Daily Emotion Regulation Strategies and Depression in Dementia Caregivers: A Multimodal Approach

Spousal caregiving in the context of Alzheimer’s disease and related dementias (ADRD) is consistently associated with elevated risk for depression, yet depressive outcomes vary substantially across caregivers. Traditional models often conceptualize emotion regulation as a stable individual difference—treating certain strategies (e.g., reappraisal) as adaptive and others (e.g., suppression) as maladaptive. However, caregiving unfolds in dynamic, emotionally charged contexts where individuals frequently deploy multiple strategies across short time intervals. Understanding depression risk in this population may therefore require a more ecologically valid model of emotion regulation.

Dr. Eva Dicker (Seattle University) leads an MRI-funded project, Daily Emotion Regulation Strategies and Depression in Dementia Caregivers: A Multimodal Approach, that advances this line of inquiry by examining emotion polyregulation—the real-world sequencing and combination of strategies used to manage distress. Rather than isolating single regulatory techniques, the study investigates how caregivers navigate emotionally complex moments as they unfold, and which patterns of strategy use predict depressive symptoms over time.

Conceptually, the project situates caregiver depression within a process-oriented framework. Emotion regulation is treated not as a static trait but as a dynamic system shaped by cognitive capacity, contextual demands, and neurobiological vulnerability. In chronic stress environments such as dementia caregiving, the effectiveness of regulation strategies may depend less on the strategy itself and more on how flexibly it is deployed across situations.

Methodologically, the study integrates laboratory-based assessment with real-time, naturalistic data collection. During an in-lab baseline session, caregivers complete standardized questionnaires assessing depressive symptoms and caregiving burden, as well as cognitive assessments relevant to regulatory capacity (e.g., executive functioning).
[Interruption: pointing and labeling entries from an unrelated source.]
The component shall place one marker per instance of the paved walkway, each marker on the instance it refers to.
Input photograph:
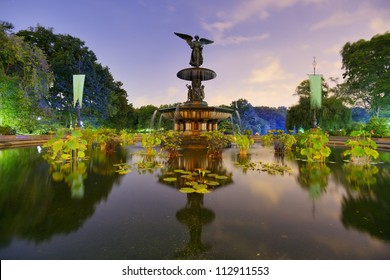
(14, 141)
(383, 143)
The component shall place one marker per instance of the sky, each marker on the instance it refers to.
(262, 49)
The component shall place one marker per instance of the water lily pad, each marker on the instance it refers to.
(57, 176)
(179, 170)
(212, 183)
(203, 191)
(221, 177)
(170, 179)
(200, 186)
(187, 190)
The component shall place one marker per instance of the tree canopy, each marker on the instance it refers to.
(366, 65)
(333, 115)
(25, 79)
(104, 101)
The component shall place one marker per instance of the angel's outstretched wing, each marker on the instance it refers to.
(204, 41)
(187, 38)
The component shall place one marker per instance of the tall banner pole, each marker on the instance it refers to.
(78, 87)
(315, 82)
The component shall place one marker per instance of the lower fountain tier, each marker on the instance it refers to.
(194, 120)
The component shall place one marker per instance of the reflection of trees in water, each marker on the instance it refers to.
(313, 176)
(193, 161)
(366, 206)
(35, 207)
(194, 216)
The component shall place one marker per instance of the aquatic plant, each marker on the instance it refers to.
(66, 147)
(127, 138)
(313, 145)
(150, 141)
(362, 148)
(243, 142)
(270, 168)
(216, 142)
(282, 142)
(171, 142)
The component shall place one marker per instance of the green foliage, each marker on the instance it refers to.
(127, 138)
(107, 139)
(25, 78)
(171, 142)
(378, 127)
(66, 146)
(216, 142)
(6, 130)
(106, 102)
(360, 177)
(362, 148)
(366, 72)
(150, 141)
(333, 115)
(279, 139)
(243, 142)
(313, 145)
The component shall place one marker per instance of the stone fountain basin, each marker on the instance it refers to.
(194, 112)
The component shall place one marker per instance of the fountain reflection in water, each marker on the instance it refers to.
(152, 120)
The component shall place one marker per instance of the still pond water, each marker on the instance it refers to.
(92, 212)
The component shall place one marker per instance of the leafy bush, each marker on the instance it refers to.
(362, 148)
(378, 127)
(171, 141)
(244, 142)
(150, 141)
(314, 145)
(216, 142)
(6, 130)
(280, 140)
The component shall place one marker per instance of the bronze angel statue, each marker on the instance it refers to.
(196, 46)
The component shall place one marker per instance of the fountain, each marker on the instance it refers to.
(194, 116)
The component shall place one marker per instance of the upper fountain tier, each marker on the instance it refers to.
(196, 73)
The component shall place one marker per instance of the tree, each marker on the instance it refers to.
(144, 116)
(332, 116)
(104, 101)
(367, 72)
(25, 78)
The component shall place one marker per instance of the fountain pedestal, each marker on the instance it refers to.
(194, 116)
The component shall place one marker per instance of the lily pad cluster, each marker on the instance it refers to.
(124, 168)
(198, 181)
(270, 168)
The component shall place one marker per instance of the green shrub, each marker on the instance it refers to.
(314, 145)
(243, 142)
(362, 148)
(378, 127)
(7, 130)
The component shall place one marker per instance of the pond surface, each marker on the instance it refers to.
(90, 211)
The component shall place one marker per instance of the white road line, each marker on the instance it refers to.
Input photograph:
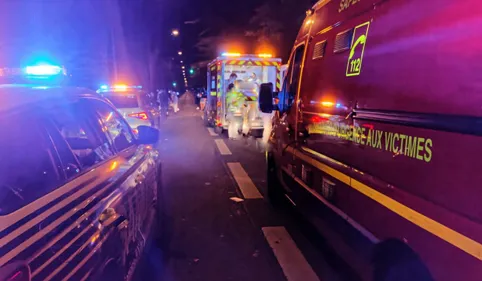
(211, 132)
(248, 189)
(290, 258)
(223, 148)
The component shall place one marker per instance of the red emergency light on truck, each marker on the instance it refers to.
(249, 72)
(377, 135)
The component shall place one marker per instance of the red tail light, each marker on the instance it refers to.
(140, 115)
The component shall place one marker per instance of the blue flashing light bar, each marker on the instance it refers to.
(43, 70)
(117, 88)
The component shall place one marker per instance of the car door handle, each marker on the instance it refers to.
(107, 216)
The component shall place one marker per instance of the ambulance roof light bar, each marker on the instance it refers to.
(231, 54)
(262, 55)
(117, 88)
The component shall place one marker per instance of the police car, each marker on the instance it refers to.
(133, 103)
(78, 189)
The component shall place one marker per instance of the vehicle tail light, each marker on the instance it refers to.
(140, 115)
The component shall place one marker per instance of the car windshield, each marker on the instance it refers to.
(123, 101)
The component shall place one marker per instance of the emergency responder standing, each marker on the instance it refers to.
(234, 102)
(175, 101)
(164, 98)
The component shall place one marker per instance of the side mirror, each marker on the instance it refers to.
(147, 135)
(266, 97)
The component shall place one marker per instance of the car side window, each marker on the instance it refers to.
(78, 130)
(117, 128)
(290, 85)
(29, 167)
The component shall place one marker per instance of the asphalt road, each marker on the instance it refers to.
(218, 225)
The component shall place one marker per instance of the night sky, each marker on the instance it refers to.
(100, 41)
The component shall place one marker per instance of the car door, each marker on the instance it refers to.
(90, 236)
(137, 192)
(51, 219)
(30, 187)
(286, 127)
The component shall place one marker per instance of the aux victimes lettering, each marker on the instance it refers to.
(415, 147)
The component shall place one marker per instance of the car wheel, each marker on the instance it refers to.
(394, 260)
(274, 189)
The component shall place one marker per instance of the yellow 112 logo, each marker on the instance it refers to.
(357, 49)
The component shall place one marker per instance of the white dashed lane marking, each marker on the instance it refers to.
(246, 185)
(211, 132)
(223, 148)
(294, 265)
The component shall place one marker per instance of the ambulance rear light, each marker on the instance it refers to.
(117, 88)
(139, 115)
(44, 70)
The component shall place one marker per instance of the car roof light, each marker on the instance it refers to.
(265, 55)
(231, 54)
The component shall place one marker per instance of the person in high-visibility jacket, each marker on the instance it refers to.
(234, 103)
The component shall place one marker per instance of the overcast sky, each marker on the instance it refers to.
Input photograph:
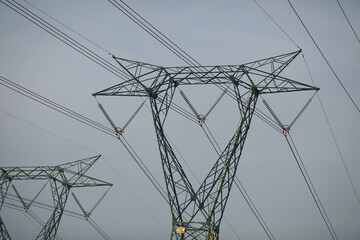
(214, 33)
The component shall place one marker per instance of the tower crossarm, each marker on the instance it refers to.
(149, 80)
(69, 174)
(198, 214)
(62, 178)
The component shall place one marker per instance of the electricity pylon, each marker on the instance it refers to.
(198, 214)
(62, 178)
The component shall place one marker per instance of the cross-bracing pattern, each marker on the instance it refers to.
(62, 178)
(198, 214)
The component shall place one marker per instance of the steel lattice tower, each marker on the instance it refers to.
(158, 83)
(62, 178)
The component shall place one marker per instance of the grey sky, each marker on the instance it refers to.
(214, 33)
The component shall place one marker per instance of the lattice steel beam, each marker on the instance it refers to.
(198, 214)
(62, 178)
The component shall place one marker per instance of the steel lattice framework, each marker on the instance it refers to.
(62, 178)
(198, 214)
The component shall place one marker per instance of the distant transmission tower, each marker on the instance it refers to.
(198, 214)
(62, 178)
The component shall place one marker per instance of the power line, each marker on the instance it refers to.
(347, 19)
(161, 38)
(333, 135)
(49, 28)
(310, 186)
(322, 54)
(71, 29)
(318, 95)
(91, 123)
(272, 19)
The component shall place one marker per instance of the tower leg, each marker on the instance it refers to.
(60, 194)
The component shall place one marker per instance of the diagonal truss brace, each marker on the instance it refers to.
(62, 178)
(198, 214)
Resting-state electroencephalography (EEG) is also collected to examine neural markers associated with depression vulnerability and affective processing. This multimodal baseline establishes both psychological and neurophysiological profiles.

The core of the study involves two weeks of ecological momentary assessment (EMA) delivered via smartphone. Participants complete brief surveys multiple times per day capturing caregiving-related negative affect, specific emotion regulation strategies used (e.g., distraction, cognitive reappraisal, avoidance, problem-solving), perceived effectiveness, and concurrent depressive symptoms. This design allows fine-grained modeling of within-person variability in emotional experience and regulatory behavior, reducing reliance on retrospective reporting and increasing ecological validity.

Analytically, the project examines how distinct polyregulation patterns—such as flexible strategy switching versus repetitive reliance on a narrow set of strategies—predict daily depressive symptom fluctuations. The study also tests whether individual differences (e.g., cognitive ability, gender, race) moderate these associations, identifying subgroups for whom certain regulatory patterns may be particularly protective or risky. By linking neural indicators with real-time coping behavior, the research aims to clarify whether baseline neurobiological vulnerability shapes the effectiveness of everyday emotion regulation efforts.

The translational implications are substantial. Findings can inform the development of caregiver interventions that move beyond prescriptive “use this strategy” models toward training in regulatory flexibility—helping caregivers recognize when and how to shift strategies in response to changing emotional demands. Tailored supports could also be designed to account for cognitive capacity and contextual constraints, increasing feasibility and real-world impact.

By integrating neural, cognitive, and moment-to-moment experiential data, this study advances a multimodal model of caregiver depression risk. In doing so, it reframes emotion regulation in dementia caregiving as a dynamic, relational process embedded within the caregiving dyad—one that, if better understood, can inform more responsive and sustainable pathways to caregiver mental health.